Currently, dry hydrogen peroxide generators are not regulated by the EPA or FDA. While they have an EPA establishment number—which may look similar to an EPA registration number—these numbers are simply used to report production figures to the EPA and there are no requirements to acquire them. Despite this, some DHP companies use the establishment number to mislead customers into believing it is a registration number that confirms the system has been evaluated by the EPA or FDA. It is important to be aware that the technology has not been evaluated or approved by either agency.

Is it considered safe for use around humans?

The premise of DHP is that it is continuously circulated throughout rooms to kill germs. While the H2O2 will come into contact with pathogens in air, people within the rooms are also constantly exposed. Since high levels of H2O2 can be dangerous to humans, OSHA has set a permissible exposure limit (PEL) of 1 part per million (ppm) as an 8-hour Time Weighted Average (TWA) for hydrogen peroxide exposure. Constant monitoring must be done to assess that an area remains within the accepted thresholds for safety. Even if safety thresholds are maintained, this does not consider that, if made aware, many individuals would not want to continuously breathe in H2O2, regardless of approved levels.

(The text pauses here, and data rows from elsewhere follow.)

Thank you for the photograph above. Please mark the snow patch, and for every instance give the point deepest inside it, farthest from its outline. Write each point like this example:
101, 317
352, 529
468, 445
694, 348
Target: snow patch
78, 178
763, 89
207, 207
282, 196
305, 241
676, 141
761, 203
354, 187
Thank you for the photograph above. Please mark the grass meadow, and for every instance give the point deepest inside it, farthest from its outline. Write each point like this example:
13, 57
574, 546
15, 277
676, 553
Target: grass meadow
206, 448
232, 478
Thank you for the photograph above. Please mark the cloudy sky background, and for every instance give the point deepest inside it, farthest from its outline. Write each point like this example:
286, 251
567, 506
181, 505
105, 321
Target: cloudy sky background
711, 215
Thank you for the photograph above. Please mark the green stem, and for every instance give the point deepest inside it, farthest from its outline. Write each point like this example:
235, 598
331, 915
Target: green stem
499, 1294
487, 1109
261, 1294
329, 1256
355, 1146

Is it practical and works reliably?

Currently, there is limited data published regarding dry hydrogen peroxide, calling into question the very notion that it can work in a real-world environment. Most notably, the premise of these generators is that they maintain a continuous, low level of H2O2, and when this level is maintained, germs are killed. However, the environments that are being treated are being ventilated regularly. For instance, buses and trains open their doors constantly to fresh air, and HVAC systems in buildings exchange air several times each hour indoors. When faced with these real-world scenarios, there is limited data to show that the necessary levels can be maintained. Further, because these devices are not regulated, manufacturers can use general statements to claim efficacy against certain viruses—some of which are easy to deactivate. But higher-level pathogens like spore forming bacteria likely will not be eliminated with these devices.

Is it proven to be effective?

Companies that sell DHP generators say that they produce H2O2 in very low ppb or fractions of ppm. But the problem is that measuring these low amounts is very difficult and nearly impossible for the average user. Rather than being able to test it themselves, or rely on EPA research and clearance, users must believe the manufacturers claims. Data has also suggested that these systems only produce a 1-log reduction. Comparatively, other registered disinfection solutions—like Halosil’s HaloMist™—have up to a 6-log rate kill claim.

So, what’s the answer?

Before investing in a dry hydrogen peroxide generator, it is critical to consider these fundamental concerns. If looking for a hydrogen peroxide-based solution that has been evaluated by the EPA, it is better to consider dry foggers. These systems are used only in unoccupied rooms, and uniformly reach every nook and cranny of an environment with a hydrogen peroxide dry fog. The concentration of hydrogen peroxide is high enough that it is proven to effectively disinfect against germs, and then decomposes into harmless water and oxygen particles before a disinfected room is reoccupied.